For years, people with learning disabilities – supported by their family and friends – have fought for their right to live in their own homes. But the progress they have made is now at risk because of local authority cutbacks, Mencap has said. That’s a backward step that we must avoid at all cost.
Despite the progress made in recent years, under the Valuing People and Valuing People Now strategies, Mencap’s report, Housing for people with a learning disability, found that even now, only 1 in 3 people with a learning disability live independently in supported accommodation, or as a tenant or home owner. However, this is still many more than 20, or even 10 years ago.
Meanwhile, 22% live in care homes. But it seems that this figure could be set to rise. In the past year, according to the report, a number of local authorities have decided that they will only support people with a learning disability to live independently, if the cost is less than moving them into residential care. So, financial pressures mean the cheaper option – rather than the best – is being chosen.

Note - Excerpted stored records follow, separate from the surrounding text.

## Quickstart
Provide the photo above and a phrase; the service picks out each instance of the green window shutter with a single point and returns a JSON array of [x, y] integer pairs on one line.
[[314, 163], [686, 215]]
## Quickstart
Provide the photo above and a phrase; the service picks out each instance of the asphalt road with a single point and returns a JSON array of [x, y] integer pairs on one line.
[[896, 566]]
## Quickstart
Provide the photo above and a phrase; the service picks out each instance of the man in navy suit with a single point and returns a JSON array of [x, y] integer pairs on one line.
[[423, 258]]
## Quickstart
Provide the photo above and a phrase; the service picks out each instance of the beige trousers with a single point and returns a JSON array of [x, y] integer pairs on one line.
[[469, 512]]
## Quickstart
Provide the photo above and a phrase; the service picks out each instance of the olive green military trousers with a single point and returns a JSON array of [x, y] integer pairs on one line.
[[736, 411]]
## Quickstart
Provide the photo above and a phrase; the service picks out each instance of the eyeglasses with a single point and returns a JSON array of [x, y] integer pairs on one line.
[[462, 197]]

This clearly goes against the personalisation agenda, to which the Government is meant to be committed. Indeed, it seems that what is happening is the opposite of giving people more choice and control over their lives.

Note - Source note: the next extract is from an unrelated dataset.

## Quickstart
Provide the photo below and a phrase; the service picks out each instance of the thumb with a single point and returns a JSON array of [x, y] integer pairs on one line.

To me, it looks like lazy commissioning: seeking a quick, easy, and on the face of it, cheaper ‘solution’ for the council, rather than looking at what the best option might be for the individual.

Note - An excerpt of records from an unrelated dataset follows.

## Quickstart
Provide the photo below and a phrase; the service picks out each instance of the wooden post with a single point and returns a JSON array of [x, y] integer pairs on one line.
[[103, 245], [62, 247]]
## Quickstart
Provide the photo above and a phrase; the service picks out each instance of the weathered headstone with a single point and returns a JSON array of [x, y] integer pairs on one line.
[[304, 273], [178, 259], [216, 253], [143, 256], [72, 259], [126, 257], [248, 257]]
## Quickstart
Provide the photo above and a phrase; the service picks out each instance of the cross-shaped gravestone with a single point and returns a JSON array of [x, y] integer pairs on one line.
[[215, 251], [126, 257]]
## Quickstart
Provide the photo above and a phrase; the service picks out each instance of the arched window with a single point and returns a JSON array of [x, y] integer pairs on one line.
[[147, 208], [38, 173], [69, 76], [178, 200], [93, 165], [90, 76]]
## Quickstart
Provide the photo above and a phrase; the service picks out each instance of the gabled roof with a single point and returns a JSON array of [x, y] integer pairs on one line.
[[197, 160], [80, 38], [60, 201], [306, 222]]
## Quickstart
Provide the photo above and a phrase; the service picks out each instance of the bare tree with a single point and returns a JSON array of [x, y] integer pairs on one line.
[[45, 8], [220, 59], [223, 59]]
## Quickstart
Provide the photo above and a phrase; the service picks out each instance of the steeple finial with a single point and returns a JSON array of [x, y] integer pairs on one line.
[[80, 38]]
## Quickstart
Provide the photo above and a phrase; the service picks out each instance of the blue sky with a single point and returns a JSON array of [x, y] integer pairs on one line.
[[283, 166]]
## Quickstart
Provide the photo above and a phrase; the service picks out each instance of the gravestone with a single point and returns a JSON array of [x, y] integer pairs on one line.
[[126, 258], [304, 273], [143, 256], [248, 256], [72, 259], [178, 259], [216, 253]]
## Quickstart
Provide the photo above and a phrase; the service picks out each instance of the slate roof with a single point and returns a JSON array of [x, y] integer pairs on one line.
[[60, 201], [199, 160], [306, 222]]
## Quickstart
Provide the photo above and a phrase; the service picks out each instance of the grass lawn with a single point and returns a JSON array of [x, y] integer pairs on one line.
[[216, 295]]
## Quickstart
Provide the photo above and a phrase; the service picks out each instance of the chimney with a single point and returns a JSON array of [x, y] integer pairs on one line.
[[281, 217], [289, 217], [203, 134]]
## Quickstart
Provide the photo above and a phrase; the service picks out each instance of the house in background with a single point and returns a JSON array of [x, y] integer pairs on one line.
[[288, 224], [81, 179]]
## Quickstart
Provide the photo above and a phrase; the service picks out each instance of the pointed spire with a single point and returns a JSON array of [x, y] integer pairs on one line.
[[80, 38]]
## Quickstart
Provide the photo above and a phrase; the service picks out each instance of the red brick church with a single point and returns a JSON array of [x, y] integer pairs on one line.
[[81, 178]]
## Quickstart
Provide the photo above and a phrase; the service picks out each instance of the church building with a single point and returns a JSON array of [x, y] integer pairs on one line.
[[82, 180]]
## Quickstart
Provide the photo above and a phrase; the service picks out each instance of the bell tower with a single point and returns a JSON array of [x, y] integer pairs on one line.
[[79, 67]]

As Alicia Wood, chief executive of the Housing and Support Alliance, pointed out, with the right housing and support, not only do people with learning disabilities get what they need and thrive, but that option is often more cost effective. If there is a return to the days of only moving people on in a crisis, there will be a greater cost to the public purse.
While I’m not denying that local authority commissioners are under huge pressure to make savings that should not stop them seeking the best option for individuals. It is about people’s lives and this should not be forgotten, among all the number crunching.
The progress made in recent years in getting people with learning disabilities into their own homes in the community must not be sacrificed by short-term thinking and by trying simply to balance the books. People with learning disabilities have the same aspirations as everyone else and they should not be denied the opportunity to live in their own home just because putting the package in place to achieve this may be more expensive than sending them to a residential home.
Whether this is achieved, as Mencap recommends, by a new national strategy for housing for people with learning disabilities, backed up by local plans, or another method, it is clear that something needs to be done, and soon.